Apart from that the article was rather a treat. Dear God! what a feast the lunatic has provided. What a pity I cannot come up to London and see the lovely aristocrat-esses derobing publicly and wallowing in Perdurabo's gore in the infernal orgies.

     

I will certainly and preserve and return that rare and refreshing specimen but would like to show it to a friend who is out of town till Monday, as a fair warning of what friendship with me may involve. Then it should be carefully mounted and framed and put amongst our archives.

     

By the way I'm in for rather a tough time. Today's experience on the paper showed that I must be on the spot quite early in the mornings. It was the not needing to be in till 9.30 or 10 that made regular meditation practice possible to me, and this is rather a blow.
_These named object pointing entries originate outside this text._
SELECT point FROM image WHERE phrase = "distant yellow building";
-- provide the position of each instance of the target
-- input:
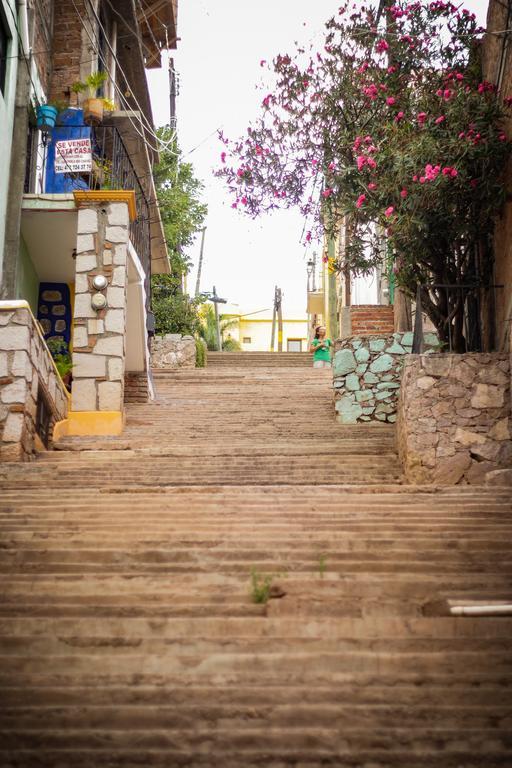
(253, 331)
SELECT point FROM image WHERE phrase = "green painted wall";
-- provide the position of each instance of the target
(7, 103)
(27, 278)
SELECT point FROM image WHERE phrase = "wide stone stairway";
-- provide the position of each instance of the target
(129, 631)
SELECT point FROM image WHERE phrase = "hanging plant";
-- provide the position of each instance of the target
(93, 106)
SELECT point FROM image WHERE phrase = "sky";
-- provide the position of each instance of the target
(218, 63)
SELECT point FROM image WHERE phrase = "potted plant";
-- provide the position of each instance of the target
(93, 105)
(46, 114)
(62, 359)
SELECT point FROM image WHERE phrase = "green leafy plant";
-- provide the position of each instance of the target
(91, 85)
(60, 353)
(200, 353)
(388, 134)
(261, 585)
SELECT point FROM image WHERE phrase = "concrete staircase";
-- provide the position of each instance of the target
(128, 636)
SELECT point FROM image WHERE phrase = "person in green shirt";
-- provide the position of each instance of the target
(321, 348)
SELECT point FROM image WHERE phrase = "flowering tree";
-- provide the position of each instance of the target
(390, 128)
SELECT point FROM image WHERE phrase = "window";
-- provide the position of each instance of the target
(5, 39)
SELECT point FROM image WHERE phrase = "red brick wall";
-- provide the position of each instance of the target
(368, 319)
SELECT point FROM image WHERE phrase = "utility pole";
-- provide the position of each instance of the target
(279, 321)
(274, 317)
(216, 300)
(200, 266)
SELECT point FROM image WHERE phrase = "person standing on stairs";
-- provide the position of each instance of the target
(321, 348)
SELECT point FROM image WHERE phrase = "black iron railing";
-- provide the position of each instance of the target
(107, 165)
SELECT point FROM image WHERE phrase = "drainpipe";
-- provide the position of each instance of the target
(18, 161)
(481, 610)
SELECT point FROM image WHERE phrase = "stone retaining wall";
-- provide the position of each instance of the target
(366, 375)
(454, 417)
(27, 373)
(173, 351)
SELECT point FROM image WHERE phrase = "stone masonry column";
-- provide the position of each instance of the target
(99, 338)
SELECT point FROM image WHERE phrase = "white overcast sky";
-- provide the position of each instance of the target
(218, 61)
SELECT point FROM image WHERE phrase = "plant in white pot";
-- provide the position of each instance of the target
(93, 105)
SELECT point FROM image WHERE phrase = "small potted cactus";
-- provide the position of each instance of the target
(94, 105)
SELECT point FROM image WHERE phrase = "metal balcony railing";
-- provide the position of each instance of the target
(76, 157)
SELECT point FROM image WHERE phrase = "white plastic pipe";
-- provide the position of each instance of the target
(481, 610)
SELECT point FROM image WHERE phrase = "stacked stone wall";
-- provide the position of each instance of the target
(99, 337)
(454, 417)
(366, 375)
(26, 372)
(173, 351)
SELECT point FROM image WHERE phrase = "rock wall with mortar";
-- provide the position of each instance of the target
(454, 417)
(173, 351)
(366, 375)
(26, 373)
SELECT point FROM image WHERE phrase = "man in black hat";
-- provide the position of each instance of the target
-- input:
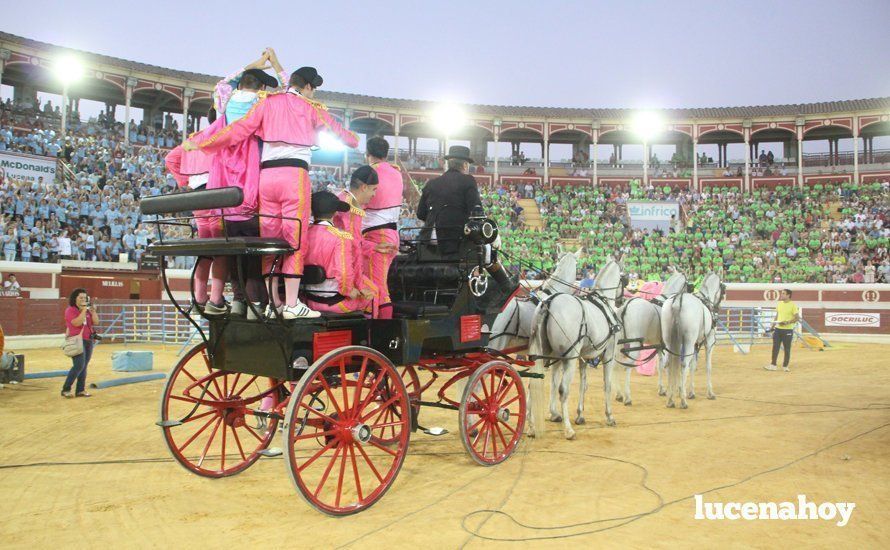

I shall have to rearrange my methods somehow, it doesn't seem possible to rise any earlier that at present, and it rather puzzles me why I cannot with advancing years do with less sleep.

     

Of course I quite understand the necessity for keeping the mind bent on the one direction all the time apart from the stated periods of formal meditation. I managed it pretty well so long as I was not at business, and now it's all broken up. At the same time it shows fair control, that at this time I can shut ordinary thought quite out of my mind for stated periods.